The police take Cheryl to the police department in handcuffs so she can give her official statement. Lana asks if the handcuffs are necessary but Giesler reminds her that she agreed to no special treatment for her daughter, concerned that Cheryl would otherwise be perceived as a “Hollywood brat.” Meanwhile, after IDing Johnny Stompanato’s body for the deputy coroner, Cohen hints to the crowd of journalists gathering by the door that he thinks Lana is responsible for the murder. The next day, the papers run headlines like “Lana Fears Cohen Gang Vengeance.”
Cheryl spends the weekend in jail, and on Monday morning, LA Country DA William B. McKesson holds a press conference and promises that Cheryl Crane will be prosecuted to the fullest extent of the law.
At Cheryl’s pre-detention hearing, Giesler tells the probate judge that he can prove it was a justifiable homicide and asks that Cheryl be released into her grandmother’s custody. McKesson advises that she remain in jail to keep her safe from pressures from the mafia and her mother. The judge agrees and orders that Cheryl be detained until the next course of action can be determined.
Against the police and DA’s wishes, the judge orders a coroner’s inquest to determine whether or not a crime had even been committed. Cheryl is taken from Beverly Hills jail to the county’s Juvenile Hall, but there is no talk of criminal charges. Rather than being held as a suspect, Cheryl is detained as a material witness and adjudicated juvenile.
An unmarked package is sent to Giesler’s office, full of nude photos of Lana, likely taken by Stompanato while she was sleeping. Giesler calls Lana to his office to notify her about the Cohen’s plan to blackmail her and they burn the negatives, flushing the ashes down the toilet. Cohen, wanting to break into the film industry, assigned Stompanato to take these photos, in hopes of blackmailing Lana into making Stompanato a producer.
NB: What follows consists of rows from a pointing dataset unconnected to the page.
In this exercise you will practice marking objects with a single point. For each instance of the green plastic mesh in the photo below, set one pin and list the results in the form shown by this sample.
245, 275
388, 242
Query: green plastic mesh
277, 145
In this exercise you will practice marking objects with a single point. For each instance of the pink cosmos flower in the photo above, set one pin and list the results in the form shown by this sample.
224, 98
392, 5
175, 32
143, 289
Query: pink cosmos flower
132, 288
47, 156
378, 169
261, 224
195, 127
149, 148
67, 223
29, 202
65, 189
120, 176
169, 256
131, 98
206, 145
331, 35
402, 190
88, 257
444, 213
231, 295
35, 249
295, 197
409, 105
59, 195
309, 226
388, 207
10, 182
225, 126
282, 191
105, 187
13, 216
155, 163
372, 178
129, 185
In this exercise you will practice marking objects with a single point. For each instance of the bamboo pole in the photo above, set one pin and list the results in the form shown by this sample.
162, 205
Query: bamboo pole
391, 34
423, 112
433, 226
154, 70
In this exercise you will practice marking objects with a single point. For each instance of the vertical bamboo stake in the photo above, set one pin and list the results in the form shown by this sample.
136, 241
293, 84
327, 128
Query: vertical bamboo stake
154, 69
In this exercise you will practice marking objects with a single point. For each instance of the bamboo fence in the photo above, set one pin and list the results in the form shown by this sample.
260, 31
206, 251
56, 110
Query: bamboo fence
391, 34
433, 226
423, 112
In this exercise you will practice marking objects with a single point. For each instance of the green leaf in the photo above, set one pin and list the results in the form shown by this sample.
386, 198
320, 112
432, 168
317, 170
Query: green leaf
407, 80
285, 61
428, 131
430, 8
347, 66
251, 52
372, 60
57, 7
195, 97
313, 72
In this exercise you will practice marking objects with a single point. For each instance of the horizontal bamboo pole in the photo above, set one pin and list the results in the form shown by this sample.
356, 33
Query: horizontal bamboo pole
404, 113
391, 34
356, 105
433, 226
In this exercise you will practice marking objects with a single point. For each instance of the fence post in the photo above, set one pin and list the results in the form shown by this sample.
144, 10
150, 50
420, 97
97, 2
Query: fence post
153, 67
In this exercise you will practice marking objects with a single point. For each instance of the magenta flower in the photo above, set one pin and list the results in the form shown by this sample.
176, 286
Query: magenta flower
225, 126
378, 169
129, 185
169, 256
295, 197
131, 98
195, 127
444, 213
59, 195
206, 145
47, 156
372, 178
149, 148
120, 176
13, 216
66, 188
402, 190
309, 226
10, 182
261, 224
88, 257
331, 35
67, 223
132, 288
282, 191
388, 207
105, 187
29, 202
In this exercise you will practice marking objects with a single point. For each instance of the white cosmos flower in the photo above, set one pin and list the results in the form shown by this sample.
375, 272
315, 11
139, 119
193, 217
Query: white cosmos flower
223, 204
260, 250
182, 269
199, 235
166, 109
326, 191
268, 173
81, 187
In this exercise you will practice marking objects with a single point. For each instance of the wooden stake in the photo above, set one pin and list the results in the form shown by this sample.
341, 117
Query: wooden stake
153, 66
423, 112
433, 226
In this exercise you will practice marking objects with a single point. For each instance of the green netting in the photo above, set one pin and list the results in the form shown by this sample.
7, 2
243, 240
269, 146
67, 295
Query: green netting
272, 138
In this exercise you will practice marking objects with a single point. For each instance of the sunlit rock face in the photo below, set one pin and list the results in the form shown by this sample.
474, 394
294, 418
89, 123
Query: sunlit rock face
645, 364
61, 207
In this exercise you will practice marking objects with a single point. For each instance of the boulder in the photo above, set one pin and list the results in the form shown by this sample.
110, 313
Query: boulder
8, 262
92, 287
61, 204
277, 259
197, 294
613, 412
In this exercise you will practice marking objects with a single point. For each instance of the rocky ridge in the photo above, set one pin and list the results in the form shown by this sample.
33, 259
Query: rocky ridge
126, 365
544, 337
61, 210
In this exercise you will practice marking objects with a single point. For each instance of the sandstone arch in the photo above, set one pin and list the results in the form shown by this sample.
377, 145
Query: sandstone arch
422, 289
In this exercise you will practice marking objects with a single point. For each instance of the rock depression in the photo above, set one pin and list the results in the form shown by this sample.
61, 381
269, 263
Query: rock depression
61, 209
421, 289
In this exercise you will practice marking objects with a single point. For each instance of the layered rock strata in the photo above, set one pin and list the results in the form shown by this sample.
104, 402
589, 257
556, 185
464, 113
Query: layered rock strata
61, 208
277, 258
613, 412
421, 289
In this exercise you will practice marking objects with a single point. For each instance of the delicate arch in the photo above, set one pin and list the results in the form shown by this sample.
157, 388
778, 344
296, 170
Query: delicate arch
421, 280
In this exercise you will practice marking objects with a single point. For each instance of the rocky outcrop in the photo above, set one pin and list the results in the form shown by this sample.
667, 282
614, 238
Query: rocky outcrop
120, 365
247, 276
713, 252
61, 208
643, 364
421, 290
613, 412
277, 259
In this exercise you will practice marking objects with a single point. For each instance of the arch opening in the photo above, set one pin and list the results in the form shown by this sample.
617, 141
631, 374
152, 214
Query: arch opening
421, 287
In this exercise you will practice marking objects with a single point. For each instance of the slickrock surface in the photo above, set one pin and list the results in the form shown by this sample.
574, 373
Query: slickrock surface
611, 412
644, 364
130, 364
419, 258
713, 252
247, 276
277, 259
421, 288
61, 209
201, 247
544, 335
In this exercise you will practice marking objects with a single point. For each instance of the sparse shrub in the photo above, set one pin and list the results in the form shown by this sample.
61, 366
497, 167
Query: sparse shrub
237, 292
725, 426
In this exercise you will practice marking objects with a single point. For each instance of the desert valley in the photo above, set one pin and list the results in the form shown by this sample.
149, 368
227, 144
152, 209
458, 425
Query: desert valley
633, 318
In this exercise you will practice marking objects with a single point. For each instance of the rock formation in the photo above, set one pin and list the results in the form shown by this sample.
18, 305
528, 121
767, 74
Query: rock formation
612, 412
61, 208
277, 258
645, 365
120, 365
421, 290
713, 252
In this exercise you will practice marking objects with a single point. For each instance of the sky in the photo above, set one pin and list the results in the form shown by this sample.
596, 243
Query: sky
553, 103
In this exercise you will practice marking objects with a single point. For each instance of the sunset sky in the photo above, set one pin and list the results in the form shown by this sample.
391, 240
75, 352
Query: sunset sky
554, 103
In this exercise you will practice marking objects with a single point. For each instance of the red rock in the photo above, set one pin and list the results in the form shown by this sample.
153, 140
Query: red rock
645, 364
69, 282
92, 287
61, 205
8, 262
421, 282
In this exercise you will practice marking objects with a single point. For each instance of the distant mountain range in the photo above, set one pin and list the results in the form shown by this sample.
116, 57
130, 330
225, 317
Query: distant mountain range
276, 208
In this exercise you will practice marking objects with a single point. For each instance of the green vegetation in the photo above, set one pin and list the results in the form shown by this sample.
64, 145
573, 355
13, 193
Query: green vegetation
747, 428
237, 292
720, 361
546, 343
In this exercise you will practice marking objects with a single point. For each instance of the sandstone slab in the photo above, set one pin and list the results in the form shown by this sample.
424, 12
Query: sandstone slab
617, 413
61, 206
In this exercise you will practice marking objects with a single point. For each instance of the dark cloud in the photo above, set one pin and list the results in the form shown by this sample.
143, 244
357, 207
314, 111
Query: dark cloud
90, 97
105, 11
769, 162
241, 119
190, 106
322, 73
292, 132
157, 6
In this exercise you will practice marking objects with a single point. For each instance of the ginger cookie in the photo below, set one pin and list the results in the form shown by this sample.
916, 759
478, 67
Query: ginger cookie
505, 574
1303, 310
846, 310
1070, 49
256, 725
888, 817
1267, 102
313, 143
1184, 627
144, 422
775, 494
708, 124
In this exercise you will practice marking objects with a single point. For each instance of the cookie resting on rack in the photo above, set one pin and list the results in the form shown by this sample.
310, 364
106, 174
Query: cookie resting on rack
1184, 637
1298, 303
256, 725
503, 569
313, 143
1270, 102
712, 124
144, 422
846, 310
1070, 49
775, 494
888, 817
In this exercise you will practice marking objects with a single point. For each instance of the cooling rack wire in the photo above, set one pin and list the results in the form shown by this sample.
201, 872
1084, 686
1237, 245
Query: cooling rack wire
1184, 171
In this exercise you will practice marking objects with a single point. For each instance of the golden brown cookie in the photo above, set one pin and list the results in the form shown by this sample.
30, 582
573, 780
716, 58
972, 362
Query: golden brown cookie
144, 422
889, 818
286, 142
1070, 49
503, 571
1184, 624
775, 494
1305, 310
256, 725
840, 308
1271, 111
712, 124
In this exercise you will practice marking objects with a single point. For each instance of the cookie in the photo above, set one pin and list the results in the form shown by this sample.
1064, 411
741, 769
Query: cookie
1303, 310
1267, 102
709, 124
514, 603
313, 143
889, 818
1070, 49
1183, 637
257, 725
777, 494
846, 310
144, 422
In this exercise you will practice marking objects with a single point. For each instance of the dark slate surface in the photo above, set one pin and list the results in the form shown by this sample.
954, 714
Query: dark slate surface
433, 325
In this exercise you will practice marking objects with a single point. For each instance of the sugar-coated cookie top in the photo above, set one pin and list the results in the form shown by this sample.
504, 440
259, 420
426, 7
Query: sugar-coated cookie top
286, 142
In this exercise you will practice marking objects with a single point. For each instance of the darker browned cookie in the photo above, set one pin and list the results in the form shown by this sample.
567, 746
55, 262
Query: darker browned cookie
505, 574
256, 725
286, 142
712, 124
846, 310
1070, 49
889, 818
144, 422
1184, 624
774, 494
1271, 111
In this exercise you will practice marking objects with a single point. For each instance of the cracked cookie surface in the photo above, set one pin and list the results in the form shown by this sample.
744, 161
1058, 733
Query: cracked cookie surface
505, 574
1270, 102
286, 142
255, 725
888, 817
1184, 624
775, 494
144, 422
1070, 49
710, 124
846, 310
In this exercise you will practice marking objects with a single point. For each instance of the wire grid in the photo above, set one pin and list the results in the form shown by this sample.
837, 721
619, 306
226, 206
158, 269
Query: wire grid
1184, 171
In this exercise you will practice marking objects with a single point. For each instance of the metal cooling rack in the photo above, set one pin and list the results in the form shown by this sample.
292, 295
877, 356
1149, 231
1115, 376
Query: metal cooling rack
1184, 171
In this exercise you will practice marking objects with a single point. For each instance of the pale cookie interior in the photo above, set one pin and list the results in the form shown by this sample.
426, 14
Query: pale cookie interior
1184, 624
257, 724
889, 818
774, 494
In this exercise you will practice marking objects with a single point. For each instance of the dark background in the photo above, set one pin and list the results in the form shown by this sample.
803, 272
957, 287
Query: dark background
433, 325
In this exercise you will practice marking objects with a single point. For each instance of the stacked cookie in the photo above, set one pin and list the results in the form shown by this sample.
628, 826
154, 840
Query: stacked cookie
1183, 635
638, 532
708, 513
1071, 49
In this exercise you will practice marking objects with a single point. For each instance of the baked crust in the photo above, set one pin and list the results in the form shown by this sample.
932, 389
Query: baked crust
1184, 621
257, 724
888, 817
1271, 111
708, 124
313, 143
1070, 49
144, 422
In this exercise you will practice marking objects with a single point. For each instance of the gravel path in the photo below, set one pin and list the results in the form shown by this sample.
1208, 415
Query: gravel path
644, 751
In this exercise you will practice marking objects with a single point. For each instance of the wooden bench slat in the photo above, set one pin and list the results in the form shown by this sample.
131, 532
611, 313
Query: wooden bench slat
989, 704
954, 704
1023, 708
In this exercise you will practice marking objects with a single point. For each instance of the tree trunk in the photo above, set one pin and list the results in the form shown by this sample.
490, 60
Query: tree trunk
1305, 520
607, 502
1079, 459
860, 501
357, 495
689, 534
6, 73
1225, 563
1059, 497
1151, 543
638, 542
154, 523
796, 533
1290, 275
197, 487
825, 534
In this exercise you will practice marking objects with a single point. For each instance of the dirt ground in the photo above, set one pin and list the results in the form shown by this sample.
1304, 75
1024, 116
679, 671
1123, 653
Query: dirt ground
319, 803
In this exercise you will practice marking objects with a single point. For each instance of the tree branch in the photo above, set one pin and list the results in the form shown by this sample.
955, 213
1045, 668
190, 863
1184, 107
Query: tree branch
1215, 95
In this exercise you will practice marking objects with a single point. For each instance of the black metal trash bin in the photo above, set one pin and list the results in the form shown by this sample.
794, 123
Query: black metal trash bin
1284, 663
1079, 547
After the nudes are burned, Cohen has one of his men break into Stompanato’s home to steal love letters between him and Lana. Cohen leaks them to the press. Two days befoe the inquest, they are printed in full. Cohen admits to leaking the letters, claiming that Lana lied about Stompanato being “unwanted company.” Amicable letters between Cheryl and Stompanato are also leaked, but rather than having the effect Cohen intended, the public sympathizes with Lana in the face of evidence of Stompanato’s increasing abusiveness.
Citing trauma, Giesler gets Cheryl excused from testifying at the inquest. Mickey Cohen is the first called to the stand, but he refuses to acknowledge that he identified any remains as Johnny Stompanato. It’s possible that he abandoned his courtroom crusade against Lana Turner before it even began in fear that Stompanato’s murder would be pinned on him.
After Lana’s emotional retelling of the night of the murder, and a crazy Cohen crony makes a scene, the jury deliberates for less than half an hour and rules that Cheryl committed a justifiable homicide. She is released of all charges, but certain that she is suffering under her mother’s care, Cherly’s custody is granted to her grandmother.
Unsolved Murders: True Crime Stories show host Wenndy Mackenzie convinces a doubtful Carter Roy that the official story is the true one – Cheryl Crane killed Johnny Stompanato when he threatened her mother. After being sexually abused by her stepfather, Lex Barker, it makes sense that Cheryl Crane would want to fight back against an abuser and do whatever it took to save her mother’s life. Furthermore, the guilt of killing Stompanato deeply impacted her decades after the murder, which she’s since written and talked about publicly. If she truly had been forced to take the fall for her mother, she could have said as much in the years following her mother’s 1995 death.
Despite the air of mystery and uncertainty still surrounding this case, we are left thinking that sometimes history really does get it right.